En la argentina no tenemos una gran cultura alimentaria porque somos un país en donde entró la carne de una manera muy contundente. Con el único país de la región con el que nos podemos emparentar es con Uruguay que tiene la misma geografía. Porque en el resto de los lugares donde hay más montañas, con pequeñas parcelas, más selvático, la variedad se da de manera casi inevitable. Son pequeños latifundios, porque hay mucho campesinado y distintas comunidades indígenas que permitieron continuar con una tradición agrícola que para su existencia requiere de la variedad. Ellos no hacen un maíz, hacen cientos y eso es porque tienen muchos platos, muchas culturas que funcionan alrededor de esa expresión de la naturaleza que es la comida. En argentina tenemos el problema de la geografía por un lado, por otro lado la oligarquía terrateniente que se quedó con grandes latifundios, al contrario de lo que ocurrió en Latinoamérica. De hecho en las provincias donde eso no ocurre y por ejemplo no hay 100 mil hectáreas para una sola familia sino pequeñas parcelas, como en Misiones mantienen muchas más tradiciones y diversidad culinaria. Y también pasó la dictadura que arrasó con las ligas agrarias que tenían un montón de expresiones campesinas combativas del sistema y a la vez eran gestoras de distintas posibilidades agrícolas.
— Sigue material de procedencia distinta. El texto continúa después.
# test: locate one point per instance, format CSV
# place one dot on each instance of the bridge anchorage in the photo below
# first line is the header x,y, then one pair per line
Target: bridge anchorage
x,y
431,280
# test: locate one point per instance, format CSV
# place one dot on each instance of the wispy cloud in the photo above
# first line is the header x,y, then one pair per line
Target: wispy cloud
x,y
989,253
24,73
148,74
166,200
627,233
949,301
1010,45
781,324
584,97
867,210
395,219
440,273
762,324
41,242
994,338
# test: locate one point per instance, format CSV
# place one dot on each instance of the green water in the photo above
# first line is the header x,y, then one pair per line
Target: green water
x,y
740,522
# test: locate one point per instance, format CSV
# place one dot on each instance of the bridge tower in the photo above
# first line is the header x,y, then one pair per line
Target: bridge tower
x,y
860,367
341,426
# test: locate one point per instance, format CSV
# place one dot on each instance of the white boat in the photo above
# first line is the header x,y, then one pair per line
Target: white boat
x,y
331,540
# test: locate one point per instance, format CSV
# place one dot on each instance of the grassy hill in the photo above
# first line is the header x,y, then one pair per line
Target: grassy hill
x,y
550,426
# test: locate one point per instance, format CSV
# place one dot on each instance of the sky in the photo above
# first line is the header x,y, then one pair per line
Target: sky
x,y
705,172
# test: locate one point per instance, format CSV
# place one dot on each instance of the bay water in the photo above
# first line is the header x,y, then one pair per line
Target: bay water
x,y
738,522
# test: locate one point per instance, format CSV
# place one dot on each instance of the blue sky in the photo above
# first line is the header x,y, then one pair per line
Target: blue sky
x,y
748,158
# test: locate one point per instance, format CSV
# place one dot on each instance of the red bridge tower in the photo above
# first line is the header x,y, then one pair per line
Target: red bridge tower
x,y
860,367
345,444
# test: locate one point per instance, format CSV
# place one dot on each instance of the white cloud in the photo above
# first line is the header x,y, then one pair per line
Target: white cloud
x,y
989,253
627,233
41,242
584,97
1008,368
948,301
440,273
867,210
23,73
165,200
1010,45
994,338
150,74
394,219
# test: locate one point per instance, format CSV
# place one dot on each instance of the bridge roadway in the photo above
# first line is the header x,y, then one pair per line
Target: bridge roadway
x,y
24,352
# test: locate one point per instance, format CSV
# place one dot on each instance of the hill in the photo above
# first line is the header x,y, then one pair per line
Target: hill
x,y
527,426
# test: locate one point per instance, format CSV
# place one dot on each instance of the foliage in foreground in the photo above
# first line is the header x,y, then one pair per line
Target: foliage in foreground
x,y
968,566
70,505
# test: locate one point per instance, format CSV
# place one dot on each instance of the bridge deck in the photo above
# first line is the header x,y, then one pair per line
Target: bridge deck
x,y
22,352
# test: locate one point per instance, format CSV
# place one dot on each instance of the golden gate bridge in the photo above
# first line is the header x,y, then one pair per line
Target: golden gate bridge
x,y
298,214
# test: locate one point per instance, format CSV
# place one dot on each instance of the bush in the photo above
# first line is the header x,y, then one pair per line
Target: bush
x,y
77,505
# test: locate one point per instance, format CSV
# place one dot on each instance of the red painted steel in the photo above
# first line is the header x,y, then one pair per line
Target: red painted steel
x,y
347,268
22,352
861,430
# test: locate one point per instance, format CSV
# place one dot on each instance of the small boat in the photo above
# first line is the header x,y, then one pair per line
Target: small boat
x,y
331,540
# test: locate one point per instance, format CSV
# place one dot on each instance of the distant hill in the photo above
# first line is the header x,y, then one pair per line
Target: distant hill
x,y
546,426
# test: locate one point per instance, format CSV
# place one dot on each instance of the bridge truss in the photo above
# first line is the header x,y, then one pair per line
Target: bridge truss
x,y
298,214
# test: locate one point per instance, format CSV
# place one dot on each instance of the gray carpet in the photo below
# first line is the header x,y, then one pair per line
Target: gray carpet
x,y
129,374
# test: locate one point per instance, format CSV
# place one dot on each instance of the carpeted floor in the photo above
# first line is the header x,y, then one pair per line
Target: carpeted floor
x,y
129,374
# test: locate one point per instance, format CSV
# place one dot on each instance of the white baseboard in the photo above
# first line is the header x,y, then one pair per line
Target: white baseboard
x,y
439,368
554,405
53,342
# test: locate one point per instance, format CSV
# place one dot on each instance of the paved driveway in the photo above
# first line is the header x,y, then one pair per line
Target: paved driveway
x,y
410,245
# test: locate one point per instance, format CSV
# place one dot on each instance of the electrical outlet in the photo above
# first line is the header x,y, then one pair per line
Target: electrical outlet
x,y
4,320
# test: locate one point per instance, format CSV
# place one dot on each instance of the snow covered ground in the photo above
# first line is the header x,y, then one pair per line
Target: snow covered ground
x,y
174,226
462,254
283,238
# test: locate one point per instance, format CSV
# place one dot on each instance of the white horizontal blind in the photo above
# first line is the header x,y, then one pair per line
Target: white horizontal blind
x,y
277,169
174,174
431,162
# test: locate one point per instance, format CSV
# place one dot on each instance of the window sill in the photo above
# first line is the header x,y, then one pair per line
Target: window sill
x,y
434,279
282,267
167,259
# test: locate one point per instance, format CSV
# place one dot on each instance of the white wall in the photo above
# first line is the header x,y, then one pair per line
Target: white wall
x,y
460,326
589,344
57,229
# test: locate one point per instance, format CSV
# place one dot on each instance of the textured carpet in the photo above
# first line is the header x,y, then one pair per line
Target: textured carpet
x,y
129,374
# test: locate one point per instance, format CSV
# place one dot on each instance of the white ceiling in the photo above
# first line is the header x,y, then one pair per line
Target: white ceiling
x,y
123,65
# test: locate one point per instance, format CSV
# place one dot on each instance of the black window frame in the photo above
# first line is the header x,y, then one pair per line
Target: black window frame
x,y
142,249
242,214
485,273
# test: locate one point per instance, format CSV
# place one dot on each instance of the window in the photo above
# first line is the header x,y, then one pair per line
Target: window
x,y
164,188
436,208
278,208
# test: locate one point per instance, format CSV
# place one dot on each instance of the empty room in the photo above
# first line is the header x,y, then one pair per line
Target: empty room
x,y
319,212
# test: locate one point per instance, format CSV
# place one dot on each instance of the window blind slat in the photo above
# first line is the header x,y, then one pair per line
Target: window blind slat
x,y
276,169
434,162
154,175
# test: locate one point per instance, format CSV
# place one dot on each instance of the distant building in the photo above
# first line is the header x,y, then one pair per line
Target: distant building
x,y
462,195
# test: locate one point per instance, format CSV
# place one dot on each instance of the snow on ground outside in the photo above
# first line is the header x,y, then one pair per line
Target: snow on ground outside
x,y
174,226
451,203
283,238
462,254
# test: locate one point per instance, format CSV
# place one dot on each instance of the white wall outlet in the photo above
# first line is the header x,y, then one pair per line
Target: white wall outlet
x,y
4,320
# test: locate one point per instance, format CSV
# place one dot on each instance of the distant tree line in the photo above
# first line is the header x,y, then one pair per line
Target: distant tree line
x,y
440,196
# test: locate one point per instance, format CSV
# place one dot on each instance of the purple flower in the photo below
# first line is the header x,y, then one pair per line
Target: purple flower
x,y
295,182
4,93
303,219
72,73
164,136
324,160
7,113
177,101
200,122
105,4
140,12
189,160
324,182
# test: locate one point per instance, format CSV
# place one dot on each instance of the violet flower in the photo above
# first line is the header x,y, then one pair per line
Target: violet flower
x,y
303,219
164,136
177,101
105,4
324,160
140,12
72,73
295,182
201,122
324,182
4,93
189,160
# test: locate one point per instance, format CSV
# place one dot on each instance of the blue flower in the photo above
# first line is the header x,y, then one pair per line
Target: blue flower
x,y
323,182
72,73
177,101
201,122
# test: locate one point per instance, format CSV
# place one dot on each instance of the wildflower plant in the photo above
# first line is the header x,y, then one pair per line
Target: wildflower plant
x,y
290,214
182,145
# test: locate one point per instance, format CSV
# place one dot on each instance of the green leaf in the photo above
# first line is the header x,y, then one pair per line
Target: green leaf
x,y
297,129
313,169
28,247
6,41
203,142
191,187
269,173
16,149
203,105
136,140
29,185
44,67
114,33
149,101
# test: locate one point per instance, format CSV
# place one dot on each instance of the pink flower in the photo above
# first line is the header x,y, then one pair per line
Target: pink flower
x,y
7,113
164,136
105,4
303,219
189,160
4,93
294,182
¿Crees que es posible un cambio en la alimentación y la forma de producir sin modificar el sistema de capitalista?

Yo creo que el problema del sistema está detrás de todo esto. Se puede pensar en una alimentación más sana y más diversa, por ejemplo Estados Unidos lo está haciendo con la industria orgánica, que es una industria más dentro del capitalismo. Hay muchas posibilidades de alimentos sin venenos y de todos lados del mundo que lo gestiona Amazon. Para mi eso es un horror, es parte de lo mismo porque detrás de ese negocio hay pequeños productores o campesinos contratados por empresas gigantes que les pagan precios de miseria. Y también hay grandes territorios ocupados inclusive por monocultivos que son tratados con sustratos y fertilizantes orgánicos pero que no dejan de responder a la misma lógica de producir un montón. En cambio en otros sistemas alimentarios más humanos como la agroecología, se plantea un sistema económico diferente. Es una propuesta distinta ante la vida y son relaciones económicas que plantean el cooperativismo y la economía social. Hay redes: está la vía campesina, la red de campesino-campesino, las cooperativas del norte en Misiones, las ferias francas donde funcionan pequeños productores. Ellos generan más comunidad, más alianzas, se prestan insumos, se generan redes de comercialización de precios justos. Todas esas cosas que afloran cuando pensas en un sistema que realmente plantea algo distinto, es un sistema por fuera del capitalismo. Y pasa con todo, con la ropa o la tecnología, en cada uno de los lugares donde nos asomamos, puede haber pequeños paliativos dentro del sistema pero para que haya algo rupturista hay que plantear un sistema distinto.